Banques - la facture silencieuse des frais de tenue de compte
Banques - la facture silencieuse des frais de tenue de compte

Ils étaient marginaux il y a quinze ans. Ils sont devenus presque systématiques. En 2026, les frais de tenue de compte poursuivent leur progression dans la plupart des établissements français. Selon une étude portant sur 99 banques, ils augmentent en moyenne de 5,9 %, passant d’un peu plus de 22 euros à 23,40 euros par an. Une somme qui paraît modeste isolément, mais qui représente plusieurs centaines de millions d’euros à l’échelle nationale.

La hausse est générale, mais certains établissements se distinguent par des envolées nettement plus marquées. À La Banque Postale, les frais ont bondi d’environ 90 % en six ans, passant de 13,20 euros en 2020 à plus de 25 euros aujourd’hui. D’autres réseaux affichent également des montants élevés. BNP Paribas dépasse les 31 euros annuels, tandis que Crédit Mutuel de Bretagne atteint près de 36 euros.
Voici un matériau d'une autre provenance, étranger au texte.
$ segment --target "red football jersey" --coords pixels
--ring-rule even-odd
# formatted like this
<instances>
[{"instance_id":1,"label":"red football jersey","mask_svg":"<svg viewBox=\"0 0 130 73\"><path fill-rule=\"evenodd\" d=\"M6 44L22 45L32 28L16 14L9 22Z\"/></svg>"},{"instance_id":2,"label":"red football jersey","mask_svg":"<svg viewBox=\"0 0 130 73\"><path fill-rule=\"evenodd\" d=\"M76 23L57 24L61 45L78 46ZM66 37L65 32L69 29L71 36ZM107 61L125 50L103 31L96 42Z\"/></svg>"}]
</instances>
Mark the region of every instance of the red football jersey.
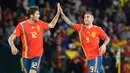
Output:
<instances>
[{"instance_id":1,"label":"red football jersey","mask_svg":"<svg viewBox=\"0 0 130 73\"><path fill-rule=\"evenodd\" d=\"M99 51L100 38L102 40L108 38L102 28L95 25L91 28L87 28L86 25L83 24L74 24L74 29L79 33L82 48L88 60L102 56Z\"/></svg>"},{"instance_id":2,"label":"red football jersey","mask_svg":"<svg viewBox=\"0 0 130 73\"><path fill-rule=\"evenodd\" d=\"M14 31L22 41L22 57L33 58L42 56L43 53L43 32L48 29L48 24L39 20L35 24L27 21L19 23Z\"/></svg>"}]
</instances>

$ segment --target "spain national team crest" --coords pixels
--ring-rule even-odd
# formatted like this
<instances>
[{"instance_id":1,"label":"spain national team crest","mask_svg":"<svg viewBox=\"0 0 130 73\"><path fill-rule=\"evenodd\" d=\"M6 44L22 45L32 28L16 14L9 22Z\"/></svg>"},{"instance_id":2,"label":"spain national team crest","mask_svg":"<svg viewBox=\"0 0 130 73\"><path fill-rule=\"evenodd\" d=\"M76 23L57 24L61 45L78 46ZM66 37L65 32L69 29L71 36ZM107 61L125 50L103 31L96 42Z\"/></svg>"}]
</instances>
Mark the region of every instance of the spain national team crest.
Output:
<instances>
[{"instance_id":1,"label":"spain national team crest","mask_svg":"<svg viewBox=\"0 0 130 73\"><path fill-rule=\"evenodd\" d=\"M40 26L37 26L37 30L38 30L38 31L40 30Z\"/></svg>"},{"instance_id":2,"label":"spain national team crest","mask_svg":"<svg viewBox=\"0 0 130 73\"><path fill-rule=\"evenodd\" d=\"M92 37L94 38L96 36L96 33L95 32L92 32Z\"/></svg>"}]
</instances>

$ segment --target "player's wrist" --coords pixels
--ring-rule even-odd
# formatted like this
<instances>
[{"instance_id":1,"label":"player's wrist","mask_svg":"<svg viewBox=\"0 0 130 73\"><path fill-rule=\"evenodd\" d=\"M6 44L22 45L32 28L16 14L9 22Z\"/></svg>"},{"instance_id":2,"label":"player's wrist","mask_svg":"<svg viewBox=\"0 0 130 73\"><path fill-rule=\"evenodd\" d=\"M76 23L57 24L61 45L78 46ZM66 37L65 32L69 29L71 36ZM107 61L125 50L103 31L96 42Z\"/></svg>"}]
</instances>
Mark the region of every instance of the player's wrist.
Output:
<instances>
[{"instance_id":1,"label":"player's wrist","mask_svg":"<svg viewBox=\"0 0 130 73\"><path fill-rule=\"evenodd\" d=\"M106 44L103 44L103 46L107 46Z\"/></svg>"}]
</instances>

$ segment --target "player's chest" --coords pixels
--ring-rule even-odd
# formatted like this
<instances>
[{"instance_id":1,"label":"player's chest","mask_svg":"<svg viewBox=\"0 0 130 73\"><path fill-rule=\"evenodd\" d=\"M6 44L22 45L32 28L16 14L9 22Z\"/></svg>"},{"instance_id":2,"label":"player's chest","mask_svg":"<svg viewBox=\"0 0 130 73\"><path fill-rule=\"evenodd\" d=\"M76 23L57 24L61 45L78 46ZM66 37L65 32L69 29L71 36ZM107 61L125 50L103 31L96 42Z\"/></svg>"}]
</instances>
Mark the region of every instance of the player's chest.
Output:
<instances>
[{"instance_id":1,"label":"player's chest","mask_svg":"<svg viewBox=\"0 0 130 73\"><path fill-rule=\"evenodd\" d=\"M96 30L83 30L81 36L86 42L99 40L98 32Z\"/></svg>"},{"instance_id":2,"label":"player's chest","mask_svg":"<svg viewBox=\"0 0 130 73\"><path fill-rule=\"evenodd\" d=\"M40 25L26 25L24 27L25 34L28 37L37 38L39 35L42 34L42 29L40 28Z\"/></svg>"}]
</instances>

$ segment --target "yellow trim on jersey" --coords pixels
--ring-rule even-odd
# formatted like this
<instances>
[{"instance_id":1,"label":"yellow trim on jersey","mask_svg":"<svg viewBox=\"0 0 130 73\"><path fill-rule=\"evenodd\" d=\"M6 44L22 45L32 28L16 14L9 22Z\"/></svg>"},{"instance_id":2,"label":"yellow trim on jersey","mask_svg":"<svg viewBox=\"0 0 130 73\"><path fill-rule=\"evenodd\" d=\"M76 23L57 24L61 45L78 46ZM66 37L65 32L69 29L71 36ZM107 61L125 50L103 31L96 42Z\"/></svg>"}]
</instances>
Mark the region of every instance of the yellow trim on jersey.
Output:
<instances>
[{"instance_id":1,"label":"yellow trim on jersey","mask_svg":"<svg viewBox=\"0 0 130 73\"><path fill-rule=\"evenodd\" d=\"M85 48L84 48L83 42L82 42L82 38L81 38L82 30L83 30L83 24L81 25L81 29L80 29L80 31L79 31L79 39L80 39L81 46L82 46L82 48L83 48L84 54L85 54L85 56L87 57L87 53L86 53L86 51L85 51Z\"/></svg>"},{"instance_id":2,"label":"yellow trim on jersey","mask_svg":"<svg viewBox=\"0 0 130 73\"><path fill-rule=\"evenodd\" d=\"M23 40L24 40L24 47L25 47L25 58L27 58L28 57L28 55L27 55L28 54L27 38L26 38L26 34L25 34L22 23L21 23L21 26L22 26L22 31L23 31Z\"/></svg>"}]
</instances>

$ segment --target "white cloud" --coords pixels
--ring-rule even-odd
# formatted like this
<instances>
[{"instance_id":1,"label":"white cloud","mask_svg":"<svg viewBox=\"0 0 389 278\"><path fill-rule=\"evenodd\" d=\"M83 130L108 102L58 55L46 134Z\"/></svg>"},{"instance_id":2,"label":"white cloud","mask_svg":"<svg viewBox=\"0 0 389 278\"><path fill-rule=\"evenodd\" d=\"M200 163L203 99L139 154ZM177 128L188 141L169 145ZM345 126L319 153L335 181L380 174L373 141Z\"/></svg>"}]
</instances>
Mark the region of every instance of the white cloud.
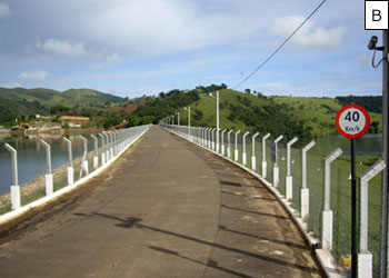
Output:
<instances>
[{"instance_id":1,"label":"white cloud","mask_svg":"<svg viewBox=\"0 0 389 278\"><path fill-rule=\"evenodd\" d=\"M38 49L66 58L79 58L90 54L82 42L70 42L67 40L47 39L44 42L37 41Z\"/></svg>"},{"instance_id":2,"label":"white cloud","mask_svg":"<svg viewBox=\"0 0 389 278\"><path fill-rule=\"evenodd\" d=\"M46 80L49 76L49 72L44 70L32 70L32 71L23 71L20 73L21 79L31 79L31 80Z\"/></svg>"},{"instance_id":3,"label":"white cloud","mask_svg":"<svg viewBox=\"0 0 389 278\"><path fill-rule=\"evenodd\" d=\"M0 19L11 16L11 13L12 12L11 12L10 8L8 7L8 4L4 2L0 2Z\"/></svg>"},{"instance_id":4,"label":"white cloud","mask_svg":"<svg viewBox=\"0 0 389 278\"><path fill-rule=\"evenodd\" d=\"M190 64L197 68L202 68L206 66L206 62L199 60L199 61L191 61Z\"/></svg>"},{"instance_id":5,"label":"white cloud","mask_svg":"<svg viewBox=\"0 0 389 278\"><path fill-rule=\"evenodd\" d=\"M107 61L109 62L119 62L121 59L120 59L120 56L118 53L112 53L110 56L107 57Z\"/></svg>"},{"instance_id":6,"label":"white cloud","mask_svg":"<svg viewBox=\"0 0 389 278\"><path fill-rule=\"evenodd\" d=\"M2 85L1 87L3 87L3 88L18 88L18 87L21 87L21 85L20 83L18 83L18 82L7 82L7 83L4 83L4 85Z\"/></svg>"},{"instance_id":7,"label":"white cloud","mask_svg":"<svg viewBox=\"0 0 389 278\"><path fill-rule=\"evenodd\" d=\"M305 20L301 16L276 18L271 32L278 37L289 37L297 27ZM342 44L342 39L347 29L343 26L335 28L317 27L313 21L308 21L293 36L292 41L302 47L316 47L323 49L337 49Z\"/></svg>"},{"instance_id":8,"label":"white cloud","mask_svg":"<svg viewBox=\"0 0 389 278\"><path fill-rule=\"evenodd\" d=\"M91 67L89 67L91 70L102 70L102 64L98 63L98 64L93 64Z\"/></svg>"}]
</instances>

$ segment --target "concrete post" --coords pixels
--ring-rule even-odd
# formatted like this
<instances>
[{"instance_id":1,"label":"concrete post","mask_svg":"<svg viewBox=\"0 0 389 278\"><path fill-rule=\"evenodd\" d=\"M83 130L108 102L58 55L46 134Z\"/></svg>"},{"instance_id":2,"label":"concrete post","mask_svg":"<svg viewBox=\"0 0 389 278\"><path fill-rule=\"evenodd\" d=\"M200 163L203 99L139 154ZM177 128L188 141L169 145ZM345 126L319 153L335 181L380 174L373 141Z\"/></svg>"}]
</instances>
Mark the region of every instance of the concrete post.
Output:
<instances>
[{"instance_id":1,"label":"concrete post","mask_svg":"<svg viewBox=\"0 0 389 278\"><path fill-rule=\"evenodd\" d=\"M266 139L270 137L270 133L267 133L262 138L262 178L266 179L268 175L268 162L266 161Z\"/></svg>"},{"instance_id":2,"label":"concrete post","mask_svg":"<svg viewBox=\"0 0 389 278\"><path fill-rule=\"evenodd\" d=\"M103 166L106 163L104 136L99 133L99 137L101 138L101 166Z\"/></svg>"},{"instance_id":3,"label":"concrete post","mask_svg":"<svg viewBox=\"0 0 389 278\"><path fill-rule=\"evenodd\" d=\"M256 138L259 136L259 132L255 133L253 137L251 138L251 169L255 171L257 170L257 158L256 158Z\"/></svg>"},{"instance_id":4,"label":"concrete post","mask_svg":"<svg viewBox=\"0 0 389 278\"><path fill-rule=\"evenodd\" d=\"M44 149L46 149L46 175L44 175L44 179L46 179L46 196L52 195L54 191L53 188L53 180L52 180L52 173L51 173L51 148L50 145L47 143L43 139L40 139L40 142L43 145Z\"/></svg>"},{"instance_id":5,"label":"concrete post","mask_svg":"<svg viewBox=\"0 0 389 278\"><path fill-rule=\"evenodd\" d=\"M316 145L311 141L301 150L301 207L300 215L302 219L307 219L309 216L309 188L307 187L307 151Z\"/></svg>"},{"instance_id":6,"label":"concrete post","mask_svg":"<svg viewBox=\"0 0 389 278\"><path fill-rule=\"evenodd\" d=\"M225 132L227 129L221 130L221 156L225 156Z\"/></svg>"},{"instance_id":7,"label":"concrete post","mask_svg":"<svg viewBox=\"0 0 389 278\"><path fill-rule=\"evenodd\" d=\"M322 211L321 247L327 250L332 250L333 212L330 209L331 162L340 157L341 153L342 150L337 148L325 158L325 210Z\"/></svg>"},{"instance_id":8,"label":"concrete post","mask_svg":"<svg viewBox=\"0 0 389 278\"><path fill-rule=\"evenodd\" d=\"M68 158L69 158L68 185L71 186L74 183L74 169L73 169L73 158L71 155L71 141L66 137L62 137L62 139L68 143Z\"/></svg>"},{"instance_id":9,"label":"concrete post","mask_svg":"<svg viewBox=\"0 0 389 278\"><path fill-rule=\"evenodd\" d=\"M372 255L368 249L369 227L369 181L386 168L382 159L363 172L359 178L359 254L358 254L358 277L372 277Z\"/></svg>"},{"instance_id":10,"label":"concrete post","mask_svg":"<svg viewBox=\"0 0 389 278\"><path fill-rule=\"evenodd\" d=\"M247 165L247 153L246 153L246 137L249 135L249 131L247 131L243 135L243 153L242 153L242 165L246 166Z\"/></svg>"},{"instance_id":11,"label":"concrete post","mask_svg":"<svg viewBox=\"0 0 389 278\"><path fill-rule=\"evenodd\" d=\"M109 136L107 135L107 131L102 131L106 137L106 161L108 162L110 160L110 142L109 142Z\"/></svg>"},{"instance_id":12,"label":"concrete post","mask_svg":"<svg viewBox=\"0 0 389 278\"><path fill-rule=\"evenodd\" d=\"M111 155L110 155L110 158L112 159L114 157L114 152L113 152L113 149L114 149L114 138L113 138L113 133L112 131L108 131L108 136L110 137L111 139Z\"/></svg>"},{"instance_id":13,"label":"concrete post","mask_svg":"<svg viewBox=\"0 0 389 278\"><path fill-rule=\"evenodd\" d=\"M235 161L238 161L238 157L239 157L239 151L238 151L238 135L240 133L240 130L238 130L238 132L235 133Z\"/></svg>"},{"instance_id":14,"label":"concrete post","mask_svg":"<svg viewBox=\"0 0 389 278\"><path fill-rule=\"evenodd\" d=\"M286 177L286 188L287 188L287 200L293 199L293 177L290 171L290 148L299 140L297 137L287 142L287 177Z\"/></svg>"},{"instance_id":15,"label":"concrete post","mask_svg":"<svg viewBox=\"0 0 389 278\"><path fill-rule=\"evenodd\" d=\"M99 148L99 141L96 136L90 135L90 137L93 139L94 142L94 151L93 151L93 169L96 170L99 167L99 157L98 157L98 148Z\"/></svg>"},{"instance_id":16,"label":"concrete post","mask_svg":"<svg viewBox=\"0 0 389 278\"><path fill-rule=\"evenodd\" d=\"M212 148L212 150L215 150L215 131L216 131L216 128L212 128L211 129L211 141L212 141L211 148Z\"/></svg>"},{"instance_id":17,"label":"concrete post","mask_svg":"<svg viewBox=\"0 0 389 278\"><path fill-rule=\"evenodd\" d=\"M280 181L280 177L279 177L279 168L278 168L278 142L281 141L283 138L283 136L279 136L276 140L275 140L275 145L276 145L276 162L273 166L273 170L272 170L272 183L275 187L278 187L278 182Z\"/></svg>"},{"instance_id":18,"label":"concrete post","mask_svg":"<svg viewBox=\"0 0 389 278\"><path fill-rule=\"evenodd\" d=\"M86 171L86 176L89 175L89 165L88 165L88 140L83 136L79 136L83 142L83 156L82 156L82 169ZM81 177L81 173L80 173Z\"/></svg>"},{"instance_id":19,"label":"concrete post","mask_svg":"<svg viewBox=\"0 0 389 278\"><path fill-rule=\"evenodd\" d=\"M4 143L4 148L11 152L12 158L12 185L11 185L11 206L12 209L20 208L20 186L18 183L18 152L9 143Z\"/></svg>"},{"instance_id":20,"label":"concrete post","mask_svg":"<svg viewBox=\"0 0 389 278\"><path fill-rule=\"evenodd\" d=\"M231 138L230 138L231 132L232 132L232 129L227 132L227 141L228 141L228 145L227 145L227 157L228 158L231 158Z\"/></svg>"},{"instance_id":21,"label":"concrete post","mask_svg":"<svg viewBox=\"0 0 389 278\"><path fill-rule=\"evenodd\" d=\"M219 153L220 148L220 139L219 139L219 131L220 131L220 120L219 120L219 91L216 91L216 152Z\"/></svg>"}]
</instances>

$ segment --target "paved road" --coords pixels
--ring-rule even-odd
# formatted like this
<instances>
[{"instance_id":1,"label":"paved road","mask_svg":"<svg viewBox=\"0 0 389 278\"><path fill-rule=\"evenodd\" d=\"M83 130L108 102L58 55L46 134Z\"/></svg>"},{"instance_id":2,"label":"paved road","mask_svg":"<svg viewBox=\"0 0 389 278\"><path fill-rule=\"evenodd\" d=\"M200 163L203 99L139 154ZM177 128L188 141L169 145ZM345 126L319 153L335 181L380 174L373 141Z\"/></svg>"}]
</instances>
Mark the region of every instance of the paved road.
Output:
<instances>
[{"instance_id":1,"label":"paved road","mask_svg":"<svg viewBox=\"0 0 389 278\"><path fill-rule=\"evenodd\" d=\"M159 127L0 244L1 277L321 277L259 181Z\"/></svg>"}]
</instances>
À l’inverse, certaines banques en ligne continuent d’afficher des frais nuls, comme Boursobank, Fortuneo ou Hello bank !. Quelques établissements de réseau, comme Crédit Coopératif ou certaines caisses du Crédit Agricole, limitent aussi ces prélèvements.

Des justifications économiques de moins en moins convaincantes

Officiellement, ces frais couvrent les coûts administratifs et techniques liés à la gestion des comptes : maintenance informatique, réseaux d’agences, distributeurs automatiques, conformité réglementaire. Dans les années 2010, les banques invoquaient également la faiblesse des taux d’intérêt pour expliquer la création et l’augmentation progressive de ces prélèvements. Les marges sur le crédit s’étaient alors réduites, poussant les établissements à diversifier leurs sources de revenus.

Mais depuis 2022, les taux sont remontés. Les crédits immobiliers et professionnels génèrent à nouveau des marges plus confortables. Pourtant, les frais de tenue de compte ne reculent pas. Ils continuent d’augmenter, parfois au-dessus de l’inflation. Pour les associations de consommateurs, cette évolution traduit avant tout une stratégie de sécurisation des revenus. Les frais fixes offrent une visibilité budgétaire stable, indépendante des cycles économiques.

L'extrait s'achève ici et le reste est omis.